A project consists of a concrete and organized effort motivated by a perceived opportunity when facing a problem, a need, a desire or a source of discomfort (e.g., lack of proper ventilation in a building). It seeks the realization of a unique and innovative deliverable, such as a product, a service, a process, or in some cases, a scientific research. Each project has a beginning and an end, and as such is considered a closed dynamic system. It is developed along the 4 Ps of project management: Plan, Processes, People, and Power (e.g. line of authority). It is bound by the triple constraints that are calendar, costs and norms of quality, each of which can be determined and measured objectively along the project lifecycle. Some projects produce some level of formal documentation, the deliverable(s), and some impacts, which can be positive and/or negative.
A project is an individual or collaborative enterprise that is carefully planned and researched about by students. At schools, educational institutes and universities, a project is a research assignment - given to a student - which generally requires a larger amount of effort and more independent work than that involved in a normal essay assignment. It requires students to undertake their fact-finding and analysis, either from library/internet research or from gathering data empirically. The written report that comes from the project is usually in the form of a dissertation, which will contain sections on the project's inception, analysis, findings and conclusions.[4]
See main article: Project management. In project management, a project consists of a temporary endeavor undertaken to create a unique product, service or result. Another definition is a management environment that is created for the purpose of delivering one or more business products according to a specified business case.[5] Projects can also be seen as temporary organizations.[6]
Project objectives define target status at the end of the project, reaching of which is considered necessary for the achievement of planned benefits. They can be formulated as SMART criteria:[7] Projects are often guided by a steering group.
The evaluation (measurement) occurs at the project closure. However, a continuous guard on the project progress should be kept by monitoring and evaluating.
In civil, military and industry (e.g. oil and gas) infrastructure, capital projects refer to activities to construct and install equipment, facilities and buildings. As these activities are temporary endeavors with clear start and end dates, the term "project" is applied.
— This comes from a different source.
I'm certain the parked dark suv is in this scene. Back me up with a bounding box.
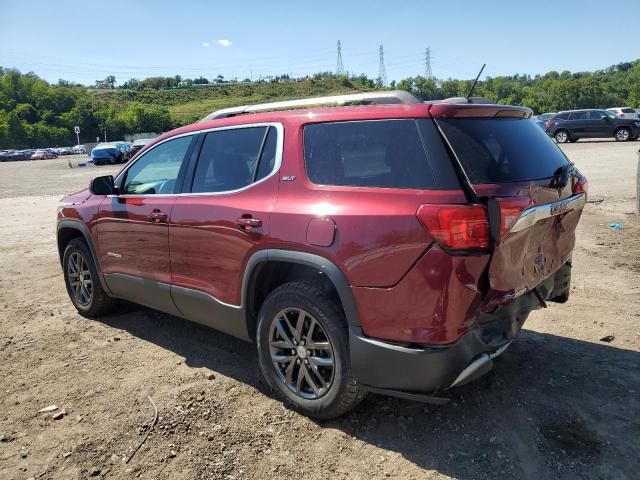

Because the results of these activities are typically long-standing infrastructure, with a life measured in years or decades, these projects are typically accounted for in financial accounting as capital expenditures, and thus they are termed "capital projects".
In computer software, a project can consist of programs, configuration definitions and related data. For example, in Microsoft Visual Studio, a "solution" consists of projects and other definitions.
It can be defined as "a set of state policies and/or agencies unified around a particular issue or oppression". Therefore, these kinds of projects involve constant change and dynamism due to the social constructions that evolve among time. State projects have to adapt to the current moment. They are mostly community services based.
In the context of infrastructure code, a project is a collection of code used to build a discrete component of the system. There is no rule on how much a single project or its component can include.[8]
Some analyses of project-oriented activity distinguish - using military-style terminology - between grandiose strategic projects and more trivial or component operational projects: tactical projects.[9]